And I wanted to say, she chose to stay because she’s a good daughter. She chose to stay because somebody had to. She chose to stay because if she hadn’t, we’d have been putting Daddy in a facility and you know he would have hated that.
I wanted to say all of it. I didn’t. I just told him I’d heard him and I’d be in touch.
I don’t actually know if Darlene has a case. I’ve read the will three times and it’s clear. Daddy knew what he was signing. He was sharp, honestly, right up until the last few months, and even then he had his good days. The undue influence argument would have to be about Gary somehow pressuring him, and I don’t think that happened. Gary wasn’t there enough to pressure him. The capacity argument is risky because I was one of his caregivers near the end and I would have to be honest about what I saw, and what I saw was a man who was sick and exhausted but who mostly still knew his own mind.

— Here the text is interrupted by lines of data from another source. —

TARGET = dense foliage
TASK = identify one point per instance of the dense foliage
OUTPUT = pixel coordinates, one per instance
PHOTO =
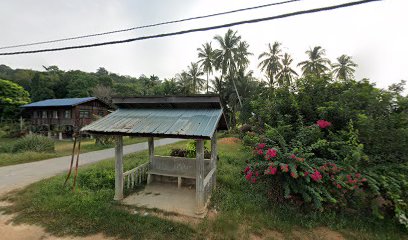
(369, 126)
(12, 96)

If Darlene files, it’s going to be expensive. It’s going to take years, probably. It’s going to put me in the middle of something I can’t get out of, because I’m the executor and I know things about Daddy’s final months that both sides are going to want me to say. And it’s going to destroy whatever is left of this family. I know that. She knows that too. I think she’s just run out of other options.
I’ve been sitting here since about seven this morning thinking about a specific thing. It keeps coming back to me and I can’t shake it. Probably two years ago, Darlene called me on a random Tuesday afternoon and she was crying.
Not dramatic crying, just quiet, worn-out crying. She said she hadn’t left the property in nine days because Daddy was having a bad stretch and she was scared to leave him with just the aide. Nine days. I remember I said something useless like “I’ll try to get up there this weekend,” and she said, “No, it’s okay, I just needed to hear somebody’s voice.”
I didn’t go that weekend. I had a double shift. I sent her some groceries through one of those delivery apps.
I don’t know what I’m going to tell her. The deadline is today at five. It’s 11:40 in the morning right now.
If I help her, I’m going against the will I swore to execute. I might be stepping into a lawsuit that tears Gary and me apart for the rest of our lives. If I don’t help her, I am handing my sister a piece of paper that says ten years of her life was worth five thousand dollars, and I am the one whose name is on it as the person who made sure that happened.